Afianzar la movilización del chavismo recalcitrante.
¿Hasta dónde estará dispuesto a llegar
el oficialismo?; ¿será suficiente para modificar la tendencia clara que
muestran las encuestas?; ¿lograrán divorciar el voto nacional, casi seguramente
favorable a la oposición, de la distribución de escaños?; Y si la oposición
obtiene mayoría parlamentaria, ¿cómo reaccionará el chavismo?; o, por el
contrario, si el chavismo logra sostener una mayoría, ¿qué hará la oposición?

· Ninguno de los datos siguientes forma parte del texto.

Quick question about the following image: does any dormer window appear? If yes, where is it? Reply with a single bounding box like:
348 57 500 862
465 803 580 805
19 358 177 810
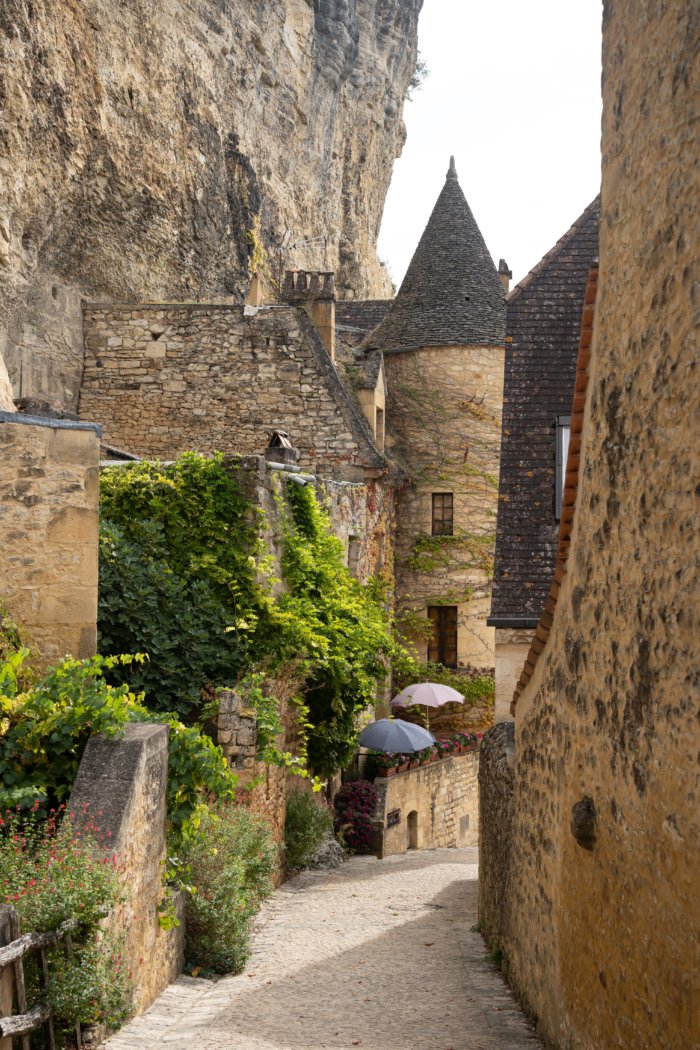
432 492 454 536
554 416 571 522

La diversidad de respuestas que puede recogerse frente a cada una de estas
preguntas da cuenta de la incertidumbre que se cierne sobre el futuro inmediato
de Venezuela.
En cualquier caso, y este es mi
particular criterio, el oficialismo no quemará las naves el 6D. Si, a pesar de lo
que falta por ver en estos nueve días, sale derrotado, es más que probable que
saque a relucir un plan de choque político e institucional frente a la nueva
Asamblea Nacional. La naturaleza de este plan dependerá de la calidad de la mayoría
que conquiste la oposición. Preliminarmente, las posibilidades de fractura
interna y los incentivos para cooperar son mínimos, ya que la lucha por el
control de la agenda política y la gobernabilidad comenzará de inmediato. En
esto jugará un rol crucial el Tribunal Supremo de Justicia, cuyo control está
siendo reforzado por el chavismo. También será determinante el uso que le dé la actual mayoría parlamentaria chavista al mes que separa la fecha de las elecciones de la de la toma de posesión. En este hipotético escenario, Venezuela se
abrirá a un 2016 muy complejo, sobre cuyo desarrollo solo cabe decir una cosa: las
soluciones sensatas serán las más impopulares y, por lo tanto, más improbables.